Domingues avança dois conceitos para a leitura deste mapa de Portugal: "A Rua da Estrada é um transgénico, porque absorve qualquer código genético, seja ele o da globalização profunda, seja o do tipicismo local, e depois recombina tudo" - o autor acrescenta que este conceito de transgénico tem o mesmo sentido metafórico do ornitorrico, que Umberto Eco invoca no seu recente livro As Listas, esse animal que durante décadas permaneceu inclassificável, pois tinha bico de pato mas dava leite, punha ovos mas tinha barbatanas... "Como esta Rua da Estrada não se adapta a nenhum dos nossos conceitos pré-concebidos, as pessoas refugiam-se numa amnésia, ou então acham que ela não existe. Aliás, para os urbanos profundos, ela não existe mesmo, porque eles saem do seu núcleo urbano histórico e consolidado directamente para a auto-estrada, e este território é-lhes completamente desconhecido".

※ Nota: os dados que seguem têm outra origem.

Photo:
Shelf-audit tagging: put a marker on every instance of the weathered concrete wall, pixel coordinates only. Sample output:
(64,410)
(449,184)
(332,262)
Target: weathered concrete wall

A Rua da Estrada é também "um sismógrafo de alta fidelidade" (este é o segundo conceito), por via do modo como, na extensão do seu espaço praticamente ilimitado, está sempre disponível para acolher uma nova edificação, um apêndice, que no fundo serão signos que reflectem as evoluções sociais, económicas e tecnológicas.

Início no Vale do Ave

Álvaro Domingues começou a viajar pela Rua da Estrada com olhos mais analíticos quando, na sua qualidade de geógrafo interessado pelas questões do urbanismo, participou numa operação integrada de desenvolvimento para o Vale do Ave. Associado ao estudo das questões do ordenamento do território, passou a olhar o conjunto de uma região, e não apenas a escala do espaço urbano tradicional. Descobriu, então, que essa rede de vias suburbanas, que cada vez mais seccionam a continuidade do território rural, mereciam um olhar mais atento. E passou a fotografar por onde passava e parava.

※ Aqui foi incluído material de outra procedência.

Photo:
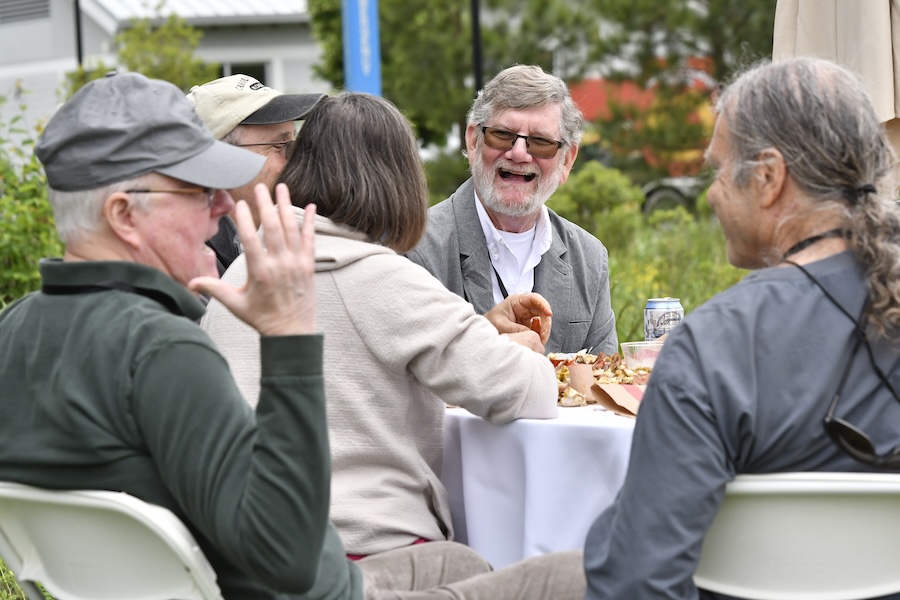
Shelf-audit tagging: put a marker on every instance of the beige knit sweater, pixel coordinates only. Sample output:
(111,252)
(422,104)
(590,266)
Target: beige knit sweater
(398,346)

O convite para participar, no ano passado, nas iniciativas Quintas de Leitura e PechaKucha, no Porto, levou-o a encontrar uma linha de leitura performativa dessa realidade que vinha registando. O sucesso inesperado da sua proposta de análise levou-o a avançar para a edição em livro, em simultâneo com o desenvolvimento e integração do tema no seu trabalho universitário.

A seguir, Domingues vai avançar para A Rua do Caminho, a aplicação da mesma metodologia de análise ao mundo rural, que considera estar em vias de desaparecer - "mais uma geração e acaba", diz, notando como o tradicional mundo agrícola foi engolido pela economia. Em locais com agriculturas mais performativas, como o vinho do Porto e do Douro ou as estufas da Póvoa, já não estamos a falar com rurais mas com empresários, que ocuparam esse território. E isso vê-se da rua - seja da estrada, ou do caminho.